Georgianna lächelte noch immer. „Natürlich ist sein Aussehen unwichtig. Ich war nur neugierig.“

„Er hasst uns, GiGi“, gab Jani erneut zu bedenken und betonte dabei jedes einzelne Wort.

„Und genau das wollen wir ändern.“

„Seine Sekretärin hat mich heute Morgen angerufen. Ich soll ihn nach Feierabend auf einen Kaffee treffen. Was ist, wenn er unseren Vorschlag strikt ablehnt und nichts mehr mit mir zu tun haben will?“

„Dazu bräuchte er keine ganze Tasse Kaffee. Das hätte er dir am Telefon sagen oder durch seine Sekretärin ausrichten lassen können. Ich denke, es besteht Hoffnung, wenn er sich mit dir irgendwo treffen will.“

„Mag sein. Aber vielleicht will er bloß einen Scheck von uns und danach mich nie wiedersehen. Was dann?“

„Dann bring ihn dazu, es sich anders zu überlegen.“

Jani verdrehte die Augen. „Du hast gut reden!“ Mehr sagte sie nicht dazu, denn sie musste zurück an die Arbeit und räumte schnell den Tisch ab.

Dabei dachte sie an das bevorstehende Treffen am Abend und überlegte, ob es sich zeitlich einrichten ließ, schnell zu Hause vorbeizufahren und sich umzuziehen.

Am Morgen hatte sie nämlich noch nichts von dem Wiedersehen mit Gideon gewusst und sich daher alltäglich angezogen. Nun wünschte sie sich, die Hose zu tragen, die knalleng am Po saß. Und dazu die neue Bluse mit dem hohen Kragen und tiefen V-Ausschnitt.

Im Büro trug Jani nämlich nie aufreizende Kleidung. Wenn es jedoch um Gideon ging, war es ratsam, alle Waffen einzusetzen, die ihr zur Verfügung standen.

Natürlich nur um der Sache willen. Keineswegs, weil es mich interessiert, wie ich in seinen Augen aussehe …

Gideon verspätete sich, und Janis Füße taten höllisch weh.

Nach dem Lunch bei ihrer Großmutter hatte sie nicht nur die Kleidung, sondern auch die Schuhe gewechselt. Die spitzen Stilettos mit den superhohen Absätzen waren – genau wie die tiefrote Bluse mit dem tiefen Ausschnitt – nicht für die Arbeit gedacht. Aber sie sahen einfach fantastisch aus.

Zum Glück befand sich gleich neben dem vereinbarten Café ein Parkplatz, sodass der Fußweg nicht weit war. Allerdings war Gideon noch nicht da, weshalb Jani vor dem Eingang auf ihn wartete.

Stehenden Fußes! Schon seit einer geschlagenen halben Stunde!

Gerade als sie sich damit abzufinden versuchte, dass er nicht erscheinen würde, kam ein schnittiger kleiner Sportwagen angebraust und hielt neben ihrem Auto an.

War es ein Machtspiel für ihn, sie warten zu lassen? Eine Warnung, dass er es ihr schwer machen wollte?

Egal. Ich komme damit klar.

Mit seinem Aussehen klarzukommen, das stand allerdings auf einem ganz anderen Blatt. Jani konnte nicht anders, als ihn anzustarren, während er sich dem Café näherte.

Er trug einen dunkelgrauen Anzug, der unverkennbar maßgeschneidert war und seine breiten Schultern, seine schmalen Hüften und seine langen Beine betonte.

Sein markantes Gesicht war glatt rasiert, die silbergraue Krawatte tadellos gebunden. Falls er tatsächlich ein Machtspiel im Sinn hatte, war er bestens dafür gekleidet, denn er strahlte Autorität aus.

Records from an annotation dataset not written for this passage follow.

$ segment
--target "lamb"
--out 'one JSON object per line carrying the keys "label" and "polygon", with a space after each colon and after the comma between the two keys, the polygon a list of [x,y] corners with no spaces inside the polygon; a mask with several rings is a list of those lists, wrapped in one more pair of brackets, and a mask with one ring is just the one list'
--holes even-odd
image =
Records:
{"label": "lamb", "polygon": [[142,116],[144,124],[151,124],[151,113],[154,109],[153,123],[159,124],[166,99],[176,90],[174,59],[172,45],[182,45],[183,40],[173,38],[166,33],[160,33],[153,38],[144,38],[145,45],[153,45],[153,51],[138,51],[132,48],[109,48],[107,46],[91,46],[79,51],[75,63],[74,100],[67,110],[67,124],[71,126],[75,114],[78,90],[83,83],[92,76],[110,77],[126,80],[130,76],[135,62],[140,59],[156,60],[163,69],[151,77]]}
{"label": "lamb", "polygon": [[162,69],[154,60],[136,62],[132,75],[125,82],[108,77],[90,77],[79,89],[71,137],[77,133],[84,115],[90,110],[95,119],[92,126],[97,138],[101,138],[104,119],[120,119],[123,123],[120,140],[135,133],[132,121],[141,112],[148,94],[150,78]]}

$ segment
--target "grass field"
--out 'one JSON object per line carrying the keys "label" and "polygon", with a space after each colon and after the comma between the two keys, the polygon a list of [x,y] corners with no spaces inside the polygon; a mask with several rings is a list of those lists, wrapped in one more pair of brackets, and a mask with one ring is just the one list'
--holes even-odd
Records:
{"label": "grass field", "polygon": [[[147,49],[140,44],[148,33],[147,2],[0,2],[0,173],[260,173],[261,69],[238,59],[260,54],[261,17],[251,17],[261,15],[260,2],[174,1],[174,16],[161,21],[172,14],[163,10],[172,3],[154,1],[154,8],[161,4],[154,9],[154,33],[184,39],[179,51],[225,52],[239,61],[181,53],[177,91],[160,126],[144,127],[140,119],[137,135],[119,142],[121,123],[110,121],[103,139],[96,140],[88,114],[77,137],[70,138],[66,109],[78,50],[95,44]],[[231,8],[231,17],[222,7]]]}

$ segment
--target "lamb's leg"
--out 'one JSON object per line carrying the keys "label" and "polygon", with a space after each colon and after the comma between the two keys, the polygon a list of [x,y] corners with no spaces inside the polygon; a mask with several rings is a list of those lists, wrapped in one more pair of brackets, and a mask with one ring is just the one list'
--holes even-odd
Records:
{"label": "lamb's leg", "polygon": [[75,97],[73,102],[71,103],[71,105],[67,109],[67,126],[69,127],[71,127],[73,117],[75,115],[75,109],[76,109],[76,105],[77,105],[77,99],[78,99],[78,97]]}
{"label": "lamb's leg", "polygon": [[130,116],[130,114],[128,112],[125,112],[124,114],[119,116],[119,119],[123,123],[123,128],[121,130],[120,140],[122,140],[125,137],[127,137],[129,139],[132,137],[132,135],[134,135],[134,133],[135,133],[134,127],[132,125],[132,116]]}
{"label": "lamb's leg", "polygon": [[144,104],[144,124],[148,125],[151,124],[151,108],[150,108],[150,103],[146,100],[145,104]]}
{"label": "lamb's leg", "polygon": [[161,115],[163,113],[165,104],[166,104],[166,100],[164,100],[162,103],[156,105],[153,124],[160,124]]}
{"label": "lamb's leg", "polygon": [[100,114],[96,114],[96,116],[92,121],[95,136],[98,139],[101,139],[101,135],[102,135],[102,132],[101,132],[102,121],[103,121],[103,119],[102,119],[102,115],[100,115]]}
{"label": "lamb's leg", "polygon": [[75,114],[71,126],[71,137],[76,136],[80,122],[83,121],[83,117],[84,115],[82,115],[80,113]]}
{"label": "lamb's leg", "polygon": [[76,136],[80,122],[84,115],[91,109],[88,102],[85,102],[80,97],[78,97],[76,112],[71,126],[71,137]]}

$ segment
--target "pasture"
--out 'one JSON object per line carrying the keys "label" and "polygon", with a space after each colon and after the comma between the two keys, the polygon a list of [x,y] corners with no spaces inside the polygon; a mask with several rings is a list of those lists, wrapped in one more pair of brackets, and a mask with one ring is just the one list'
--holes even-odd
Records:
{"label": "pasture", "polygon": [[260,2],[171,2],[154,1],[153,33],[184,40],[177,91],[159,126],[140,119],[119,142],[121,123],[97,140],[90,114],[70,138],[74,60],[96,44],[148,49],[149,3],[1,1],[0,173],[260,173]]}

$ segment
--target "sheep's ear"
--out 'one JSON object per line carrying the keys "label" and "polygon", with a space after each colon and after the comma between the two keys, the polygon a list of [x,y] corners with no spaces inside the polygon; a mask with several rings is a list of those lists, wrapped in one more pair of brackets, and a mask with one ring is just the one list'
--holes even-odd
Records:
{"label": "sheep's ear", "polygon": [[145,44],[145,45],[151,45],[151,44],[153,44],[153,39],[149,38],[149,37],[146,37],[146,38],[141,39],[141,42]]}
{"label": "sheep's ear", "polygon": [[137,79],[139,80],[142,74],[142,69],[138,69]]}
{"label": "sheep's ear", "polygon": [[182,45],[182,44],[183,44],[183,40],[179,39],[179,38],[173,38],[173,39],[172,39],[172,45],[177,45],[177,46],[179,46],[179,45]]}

Doch bei der Begrüßung überraschte Gideon mit einer Entschuldigung, die nicht einmal einen Anflug von Arroganz oder Genugtuung enthielt. „Tut mir leid, dass ich mich verspätet habe. Ich hatte einen Termin bei einer Stadträtin aus Lakeview, die es nicht eilig hatte, die Besprechung zu beenden.“

Vielleicht hat die Stadträtin einfach den Anblick genossen …

Das tat Jani jedenfalls noch immer. Ganz unwillkürlich. „Kein Problem.“ Sie war erleichtert, dass er nicht absichtlich zu spät kam. Dennoch fiel ihr unangenehm auf, dass seine Haltung weiterhin distanziert und kein bisschen freundlich wirkte.

„Der Kaffee geht auf den Zuspätkommer“, verkündete er auf dem Weg zum Tresen, allerdings ohne eine Spur von Wärme in der Stimme. „Oder was immer Sie sonst möchten.“

Sie bestellte einen Latte macchiato, er einen Espresso. Sie trugen die Getränke zu einem Bistrotisch in einer Ecke.

Jani zog sich den knielangen Wollmantel aus und hängte ihn über eine Stuhllehne. Sie sah, dass Gideon sie eindringlich musterte und sichtlich unruhig wirkte. Sobald er merkte, dass sie ihn ertappt hatte, wandte er den Blick hastig ab.

Sie konnte sich nicht erklären, warum er sich so unwohl fühlte. Hoffentlich glaubte er nicht, dass sie ihn mit dem tiefen Ausschnitt, den Stilettos und der knallengen Hose verführen wollte.

„Dass Sie sich gemeldet haben, freut mich sehr“, eröffnete sie freundlich. „Ich hätte Sie auch während der Geschäftszeit getroffen, um Sie nicht von Ihrer Familie fernzuhalten.“ Ja, sie wollte ihn aushorchen. Schließlich war es ihre Aufgabe, Fakten über ihn in Erfahrung zu bringen. Das hieß aber noch lange nicht, dass sie persönlich an ihm interessiert war!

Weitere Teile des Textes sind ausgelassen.